El tribunal — en pausa.
La fiscalía — en pausa.
El sistema — en pausa.
Sólo su enfermedad sigue avanzando. Esto no es una cuestión política. Es una cuestión de humanidad. Konstantin Rudnev puede generar sentimientos diversos. Sus ideas, su pasado, su vida todo puede debatirse, aceptarse o rechazarse. Pero hay cosas por encima de cualquier opinión. Toda persona privada de la libertad tiene un derecho innegociable a no morir en sufrimiento. Derecho a respirar. Derecho a ser examinado. Derecho a recibir tratamiento.

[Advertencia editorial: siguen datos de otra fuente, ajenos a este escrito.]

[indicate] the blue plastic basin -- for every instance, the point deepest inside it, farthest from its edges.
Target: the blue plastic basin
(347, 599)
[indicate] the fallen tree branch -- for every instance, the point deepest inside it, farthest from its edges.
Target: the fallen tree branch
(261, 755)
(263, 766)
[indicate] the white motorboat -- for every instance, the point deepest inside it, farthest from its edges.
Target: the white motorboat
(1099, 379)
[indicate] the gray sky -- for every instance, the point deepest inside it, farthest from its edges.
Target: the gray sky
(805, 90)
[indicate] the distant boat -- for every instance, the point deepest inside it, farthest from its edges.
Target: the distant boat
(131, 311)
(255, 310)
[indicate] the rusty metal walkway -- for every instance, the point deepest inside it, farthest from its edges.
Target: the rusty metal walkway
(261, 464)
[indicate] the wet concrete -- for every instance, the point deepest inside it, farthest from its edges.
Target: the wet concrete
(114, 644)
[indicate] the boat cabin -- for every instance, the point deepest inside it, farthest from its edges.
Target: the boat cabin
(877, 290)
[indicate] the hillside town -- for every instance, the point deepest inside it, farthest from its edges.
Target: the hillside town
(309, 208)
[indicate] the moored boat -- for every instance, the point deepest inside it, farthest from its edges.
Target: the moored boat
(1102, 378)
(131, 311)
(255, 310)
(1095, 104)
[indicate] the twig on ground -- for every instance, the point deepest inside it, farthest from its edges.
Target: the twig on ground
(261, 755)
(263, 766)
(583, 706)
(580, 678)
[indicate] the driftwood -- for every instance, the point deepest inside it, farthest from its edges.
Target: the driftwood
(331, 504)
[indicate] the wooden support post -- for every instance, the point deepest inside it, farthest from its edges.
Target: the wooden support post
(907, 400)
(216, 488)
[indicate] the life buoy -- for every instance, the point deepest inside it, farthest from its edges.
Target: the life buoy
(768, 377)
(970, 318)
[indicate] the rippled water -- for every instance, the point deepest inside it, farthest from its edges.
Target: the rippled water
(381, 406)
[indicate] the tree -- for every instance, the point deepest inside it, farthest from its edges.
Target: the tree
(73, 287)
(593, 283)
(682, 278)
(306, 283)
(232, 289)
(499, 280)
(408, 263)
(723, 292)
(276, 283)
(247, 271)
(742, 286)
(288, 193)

Hoy, Konstantin Rudnev no tiene ese derecho. Esto es una exigencia a la Argentina para que cumpla su deber: trasladarlo inmediatamente a un hospital o concederle arresto domiciliario con supervisión médica permanente.
Esta exigencia no se basa en simpatías ni antipatías, sino en: la Constitución Argentina,
los pactos internacionales de derechos humanos, el derecho a la vida, los informes médicos, y la simple conciencia humana.
Cada día de demora le quita más oxígeno. Cada día lo acerca al punto de no retorno. Si callamos ahora, la pregunta “¿Por qué no le permitieron recibir tratamiento?” pronto se convertirá en otra: “¿Por qué permitimos que un hombre muriera?” Argentina todavía puede elegir la respuesta correcta. Y debe hacerlo hoy.